Friday, March 19, 2021

Review: Caste

From Caste, by Isabel Wilkerson:

Open quote I'd been writing about a stigmatized people, six million of them, who were seeking freedom from the caste system in the South, only to discover that the hierarchy followed them wherever they went, much in the way that the shadow of caste, I would soon discover, follows Indians in their own global diaspora." Caste
Amazon

Americans think they know what caste is. It's the social stratification of society in India. Isabel Wilkerson compares and contrasts with its American cousin (slavery, Jim Crow, racism) and German Nazism. This work offers a new way of seeing an old evil.


Grade: B+

"Caste" is Isabel Wilkerson's followup to her excellent "The Warmth of Other Suns". That book looked at the migration of Blacks from the American South to the Northeast, the Midwest, and the West in the early decades of the twentieth century. It told more stories than her latest work, which looks at racism in America as one version of a more universal evil. That's caste. Caste and race are not synonymous, but they do overlap and reinforce each other.

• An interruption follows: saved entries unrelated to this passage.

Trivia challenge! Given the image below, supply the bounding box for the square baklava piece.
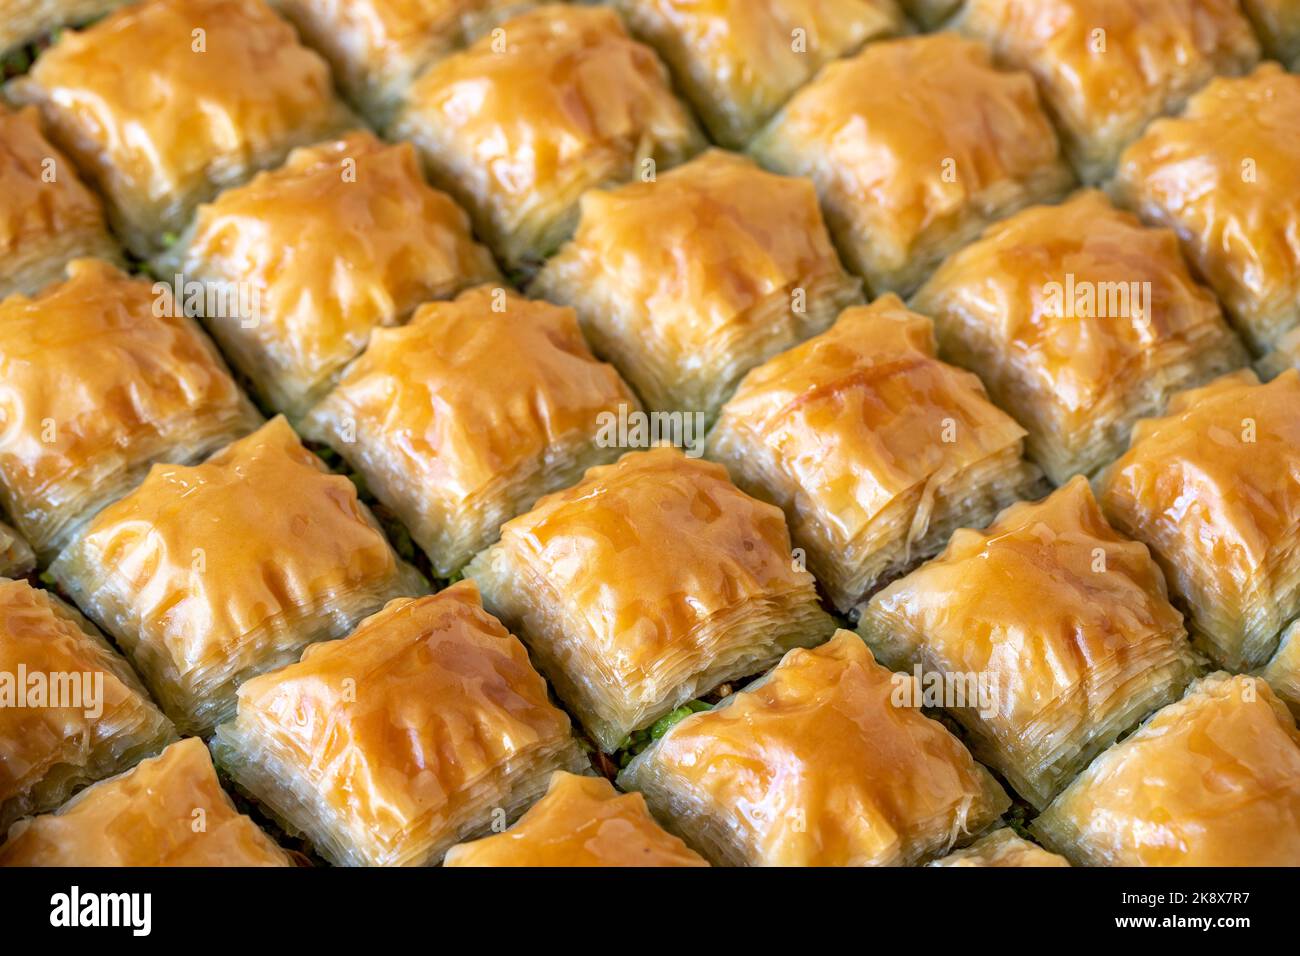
[707,296,1039,615]
[467,447,837,752]
[612,0,905,148]
[956,0,1259,183]
[861,478,1197,808]
[7,0,355,256]
[49,416,426,736]
[0,738,291,866]
[532,150,864,419]
[274,0,535,123]
[1033,674,1300,866]
[0,105,119,299]
[301,286,638,578]
[619,631,1010,866]
[927,829,1069,868]
[156,130,500,420]
[1114,63,1300,353]
[1243,0,1300,68]
[0,259,260,558]
[444,772,709,867]
[911,190,1248,484]
[750,32,1074,297]
[391,4,704,272]
[1098,369,1300,670]
[0,578,175,834]
[212,582,588,867]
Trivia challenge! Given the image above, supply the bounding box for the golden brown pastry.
[391,4,705,272]
[466,447,837,752]
[1243,0,1300,68]
[443,771,709,867]
[750,33,1074,297]
[273,0,537,122]
[155,131,500,420]
[1113,63,1300,353]
[0,105,119,299]
[861,478,1196,808]
[6,0,356,257]
[48,416,427,736]
[301,286,638,578]
[0,259,261,559]
[211,582,588,867]
[0,523,34,579]
[1033,673,1300,866]
[0,578,175,834]
[911,190,1249,484]
[956,0,1259,184]
[707,296,1039,615]
[612,0,905,149]
[927,828,1070,867]
[532,149,864,418]
[619,631,1011,866]
[1263,620,1300,717]
[0,737,292,866]
[1098,369,1300,670]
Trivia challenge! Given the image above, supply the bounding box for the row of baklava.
[0,0,1298,865]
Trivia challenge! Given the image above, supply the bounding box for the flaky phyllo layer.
[468,448,836,751]
[51,417,425,736]
[212,583,585,867]
[620,631,1010,866]
[709,296,1039,614]
[1099,369,1300,671]
[861,478,1196,809]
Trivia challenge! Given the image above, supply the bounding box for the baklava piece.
[911,190,1248,484]
[1243,0,1300,68]
[1114,63,1300,353]
[750,33,1073,297]
[0,738,291,866]
[707,296,1039,615]
[927,829,1070,868]
[0,105,119,299]
[532,150,864,418]
[0,524,34,579]
[211,582,588,867]
[443,771,709,867]
[861,478,1197,808]
[1033,673,1300,866]
[612,0,905,148]
[0,259,260,559]
[6,0,355,256]
[956,0,1259,184]
[274,0,537,122]
[301,286,637,579]
[156,131,500,420]
[466,447,837,752]
[49,417,426,736]
[1263,620,1300,717]
[391,4,704,272]
[0,578,175,834]
[619,631,1010,866]
[0,1,130,54]
[1098,369,1300,670]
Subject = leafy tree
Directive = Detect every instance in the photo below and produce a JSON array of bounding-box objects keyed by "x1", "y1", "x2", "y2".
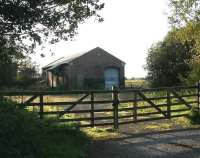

Wilkerson identifies three significant systems of caste in world history: India, America, and Nazi Germany. India's has persisted for millennia, Nazi Germany's for just a decade. Wilkerson spends most of her book focusing on the caste system in America. The American caste system has persisted for 400 years. It didn't end when slavery was outlawed in 1865. It didn't end when Jim Crow was outlawed in 1965. It just morphed. She uses India and Nazi Germany to highlight aspects of the American caste system. She tells an anecdote of an American Black scholar attending a seminar on caste in India and being introduced as a member of America's "untouchable" caste. The American was taken aback, but the Indians recognized the American Black for what he was to other Americans. She details how the Nazis drew on the American Jim Crow laws to construct an anti-semitic legal system in Germany.

In many short chapters, Wilkerson discusses the many different aspects of the American caste system, starting with what she calls the pillars of caste: notions like divine will, heritability, purity, dehumanization, and terror. She goes on to discuss the many ways caste impacts American life, what she calls the "tentacles of caste." One such tentacle is the necessity of a bottom rung on the ladder. She documents how different immigrant groups have striven to be recognized as "White" or at least not "Black." She ends with some instances of backlash against the caste system and some instances of hope, what she calls "Awakening."

No matter what you think you know about the history and reach of racism in America, you'll learn something, a lot of somethings, from "Caste."


"Caste" is available in Kindle format from the Richardson Public Library.